ENFORCEMENT of eviction of a tenant

By way of eviction enforcement, the eviction and surrender of an immovable object are to be obtained by means of state coercive measures. A classic case is a tenant who does not leave the flat voluntarily after termination and must be evicted by the landlord.

Pursuant to section 885 of the Code of Civil Procedure, eviction is carried out by the bailiff by removing the debtor from possession and placing the creditor in possession. The creditor thus receives an empty object.  Movable property that is not part of the execution is removed by the bailiff and handed over to the debtor. Especially in the case of rented flats, the costs for the creditor are very high in case of doubt. He must first pay for the costs of the removal of the objects and their safekeeping, in addition to the costs of the bailiff. Even if the creditor is basically entitled to reimbursement from the debtor, i.e. the former tenant, the chance of full repayment is rarely given, especially in the case of tenants without means.

So-called “BERLIN MODEL”

In order to reduce costs, the so-called Berlin eviction model has developed. This is because it has become apparent, especially in enforcement practice, that the creditor regularly does not get the costs of enforcement enforced against the debtor because the debtor is not able to pay.

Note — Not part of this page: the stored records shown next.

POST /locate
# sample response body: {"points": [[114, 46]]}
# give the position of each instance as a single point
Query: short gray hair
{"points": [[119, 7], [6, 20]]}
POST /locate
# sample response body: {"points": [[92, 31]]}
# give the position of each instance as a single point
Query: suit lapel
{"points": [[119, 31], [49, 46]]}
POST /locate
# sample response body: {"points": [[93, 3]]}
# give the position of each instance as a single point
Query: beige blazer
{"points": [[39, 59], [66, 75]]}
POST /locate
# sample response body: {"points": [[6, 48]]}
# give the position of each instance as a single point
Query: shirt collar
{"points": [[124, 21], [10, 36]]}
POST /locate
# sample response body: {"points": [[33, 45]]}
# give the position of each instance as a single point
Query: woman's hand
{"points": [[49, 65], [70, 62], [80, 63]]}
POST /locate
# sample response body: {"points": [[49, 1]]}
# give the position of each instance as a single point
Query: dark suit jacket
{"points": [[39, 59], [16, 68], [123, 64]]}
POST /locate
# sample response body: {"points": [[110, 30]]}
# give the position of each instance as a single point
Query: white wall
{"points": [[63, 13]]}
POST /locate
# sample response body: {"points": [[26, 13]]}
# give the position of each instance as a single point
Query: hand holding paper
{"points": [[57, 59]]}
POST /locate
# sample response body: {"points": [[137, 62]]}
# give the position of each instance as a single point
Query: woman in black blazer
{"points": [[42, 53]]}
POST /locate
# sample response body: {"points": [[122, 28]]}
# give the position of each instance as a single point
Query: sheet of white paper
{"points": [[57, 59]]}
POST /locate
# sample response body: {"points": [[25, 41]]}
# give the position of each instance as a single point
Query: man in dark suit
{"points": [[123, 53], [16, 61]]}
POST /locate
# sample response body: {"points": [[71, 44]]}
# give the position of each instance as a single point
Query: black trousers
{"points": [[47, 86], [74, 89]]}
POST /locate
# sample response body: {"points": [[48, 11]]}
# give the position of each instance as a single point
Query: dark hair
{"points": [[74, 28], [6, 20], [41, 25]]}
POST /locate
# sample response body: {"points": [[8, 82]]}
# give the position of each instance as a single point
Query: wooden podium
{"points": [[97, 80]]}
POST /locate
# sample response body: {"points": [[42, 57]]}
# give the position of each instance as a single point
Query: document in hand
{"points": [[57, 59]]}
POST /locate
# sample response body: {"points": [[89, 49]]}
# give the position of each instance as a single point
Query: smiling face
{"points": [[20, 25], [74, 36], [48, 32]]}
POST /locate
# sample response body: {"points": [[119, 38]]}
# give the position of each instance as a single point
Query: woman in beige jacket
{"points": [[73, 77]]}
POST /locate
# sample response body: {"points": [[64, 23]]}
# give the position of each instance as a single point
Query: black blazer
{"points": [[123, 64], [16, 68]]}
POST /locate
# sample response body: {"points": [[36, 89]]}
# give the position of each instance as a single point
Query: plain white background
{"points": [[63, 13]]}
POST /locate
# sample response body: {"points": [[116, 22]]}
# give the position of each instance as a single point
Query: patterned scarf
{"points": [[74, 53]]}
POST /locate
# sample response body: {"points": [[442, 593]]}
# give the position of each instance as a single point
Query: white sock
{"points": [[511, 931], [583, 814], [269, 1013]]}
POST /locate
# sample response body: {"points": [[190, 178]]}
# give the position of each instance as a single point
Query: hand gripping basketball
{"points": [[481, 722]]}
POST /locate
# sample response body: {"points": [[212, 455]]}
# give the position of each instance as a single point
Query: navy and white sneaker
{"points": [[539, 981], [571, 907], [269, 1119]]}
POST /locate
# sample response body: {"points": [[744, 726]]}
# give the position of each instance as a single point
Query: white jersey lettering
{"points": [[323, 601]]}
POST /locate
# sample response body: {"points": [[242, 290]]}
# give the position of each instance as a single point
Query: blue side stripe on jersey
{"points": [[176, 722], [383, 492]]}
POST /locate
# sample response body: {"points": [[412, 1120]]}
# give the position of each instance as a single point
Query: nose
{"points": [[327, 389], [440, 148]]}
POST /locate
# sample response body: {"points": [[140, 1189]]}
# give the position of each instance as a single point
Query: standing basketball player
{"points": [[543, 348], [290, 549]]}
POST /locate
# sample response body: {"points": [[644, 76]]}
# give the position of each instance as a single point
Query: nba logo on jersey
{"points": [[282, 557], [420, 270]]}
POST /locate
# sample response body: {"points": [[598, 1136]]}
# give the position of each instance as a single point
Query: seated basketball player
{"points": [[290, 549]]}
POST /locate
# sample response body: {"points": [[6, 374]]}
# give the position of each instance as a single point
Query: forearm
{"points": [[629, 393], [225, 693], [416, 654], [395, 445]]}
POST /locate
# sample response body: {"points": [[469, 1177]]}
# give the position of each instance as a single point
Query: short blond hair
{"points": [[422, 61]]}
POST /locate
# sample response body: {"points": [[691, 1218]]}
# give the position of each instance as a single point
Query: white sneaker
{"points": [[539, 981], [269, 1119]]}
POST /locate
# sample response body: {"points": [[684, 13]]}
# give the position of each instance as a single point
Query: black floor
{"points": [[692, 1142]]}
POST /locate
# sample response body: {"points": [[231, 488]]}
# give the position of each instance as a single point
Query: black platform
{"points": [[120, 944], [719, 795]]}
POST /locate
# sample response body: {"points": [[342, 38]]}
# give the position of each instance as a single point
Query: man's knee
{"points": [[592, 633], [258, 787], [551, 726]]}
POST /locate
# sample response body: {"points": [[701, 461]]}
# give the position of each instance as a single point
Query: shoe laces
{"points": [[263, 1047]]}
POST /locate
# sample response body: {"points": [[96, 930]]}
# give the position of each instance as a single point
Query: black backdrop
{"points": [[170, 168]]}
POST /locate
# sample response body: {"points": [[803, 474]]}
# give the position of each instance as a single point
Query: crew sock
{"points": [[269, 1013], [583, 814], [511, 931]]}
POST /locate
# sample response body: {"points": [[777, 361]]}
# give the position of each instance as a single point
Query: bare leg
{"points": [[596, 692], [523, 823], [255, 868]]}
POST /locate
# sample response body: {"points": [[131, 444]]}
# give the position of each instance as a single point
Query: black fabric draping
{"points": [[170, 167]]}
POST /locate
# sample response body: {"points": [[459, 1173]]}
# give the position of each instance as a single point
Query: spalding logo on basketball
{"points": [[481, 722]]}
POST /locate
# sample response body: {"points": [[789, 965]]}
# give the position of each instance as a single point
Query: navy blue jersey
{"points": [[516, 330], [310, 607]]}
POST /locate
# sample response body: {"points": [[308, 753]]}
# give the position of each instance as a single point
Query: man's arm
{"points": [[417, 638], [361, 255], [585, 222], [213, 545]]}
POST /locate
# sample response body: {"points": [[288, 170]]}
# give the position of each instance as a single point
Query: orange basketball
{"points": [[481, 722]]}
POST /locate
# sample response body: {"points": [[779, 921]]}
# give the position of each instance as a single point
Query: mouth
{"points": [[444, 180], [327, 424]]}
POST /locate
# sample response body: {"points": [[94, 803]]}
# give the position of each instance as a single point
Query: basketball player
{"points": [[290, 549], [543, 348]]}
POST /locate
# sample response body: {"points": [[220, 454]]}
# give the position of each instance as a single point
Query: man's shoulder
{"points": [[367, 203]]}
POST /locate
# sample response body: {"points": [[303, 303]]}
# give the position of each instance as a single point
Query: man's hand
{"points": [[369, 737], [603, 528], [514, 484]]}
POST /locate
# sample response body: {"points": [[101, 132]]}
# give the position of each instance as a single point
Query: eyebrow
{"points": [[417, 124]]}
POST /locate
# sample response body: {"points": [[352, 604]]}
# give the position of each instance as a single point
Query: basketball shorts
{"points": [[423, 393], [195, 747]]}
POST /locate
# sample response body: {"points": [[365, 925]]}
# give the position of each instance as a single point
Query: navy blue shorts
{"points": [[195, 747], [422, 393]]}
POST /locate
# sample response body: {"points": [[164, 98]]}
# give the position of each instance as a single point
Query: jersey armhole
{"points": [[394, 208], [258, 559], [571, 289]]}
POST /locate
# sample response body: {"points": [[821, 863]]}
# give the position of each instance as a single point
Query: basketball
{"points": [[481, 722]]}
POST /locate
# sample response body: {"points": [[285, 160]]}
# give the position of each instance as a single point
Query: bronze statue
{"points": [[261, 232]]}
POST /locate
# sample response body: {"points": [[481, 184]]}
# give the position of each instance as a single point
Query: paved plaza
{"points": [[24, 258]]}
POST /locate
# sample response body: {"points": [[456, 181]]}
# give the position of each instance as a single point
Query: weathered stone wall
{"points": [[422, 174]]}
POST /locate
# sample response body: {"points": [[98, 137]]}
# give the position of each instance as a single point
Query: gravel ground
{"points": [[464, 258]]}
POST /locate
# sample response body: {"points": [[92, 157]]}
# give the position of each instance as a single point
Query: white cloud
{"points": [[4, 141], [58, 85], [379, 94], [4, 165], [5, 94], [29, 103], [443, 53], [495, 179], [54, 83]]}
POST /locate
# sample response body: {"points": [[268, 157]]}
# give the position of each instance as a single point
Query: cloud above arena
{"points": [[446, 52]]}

In the case of a Berlin eviction, there is no eviction in the true sense of the word. The debtor can no longer enter the flat because the bailiff changes the lock. Since 2013, the Berlin model of eviction enforcement has been stipulated as a so-called limited enforcement order in section 885a ZPO. Here, the landlord exercises the landlord’s lien stipulated in § 562 BGB. Freely visible objects are to be documented by the bailiff for the purpose of preserving evidence. The costs for the creditor are limited to the advance payment of the bailiff.


The Hamburg model of eviction enforcement takes place in two phases.

In the first phase, the bailiff changes the locks. After setting a deadline of two weeks, the debtor has the opportunity to settle his debts. In the second phase, the eviction hearing takes place. However, the new flat key is not initially handed over to the landlord, but to an employee of a commissioned forwarding company. When the actual eviction takes place, the bailiff inspects the flat and takes a report and photos of the seizable objects. Subsequently, all attachable items are stored by a forwarding agency. If the tenant has found a new flat by then, the items will be delivered there. The landlord only receives the keys when the flat has been completely vacated.


The Frankfurt model of eviction is carried out by the creditor himself, but subject to conditions imposed by the bailiff. This procedure significantly reduces the costs for the creditor. The landlord must store the tenant’s furnishings in rooms that are accessible to the bailiff. If the landlord stores the furniture himself, he will also be liable for any damage. Precise documentation is therefore advantageous in this procedure.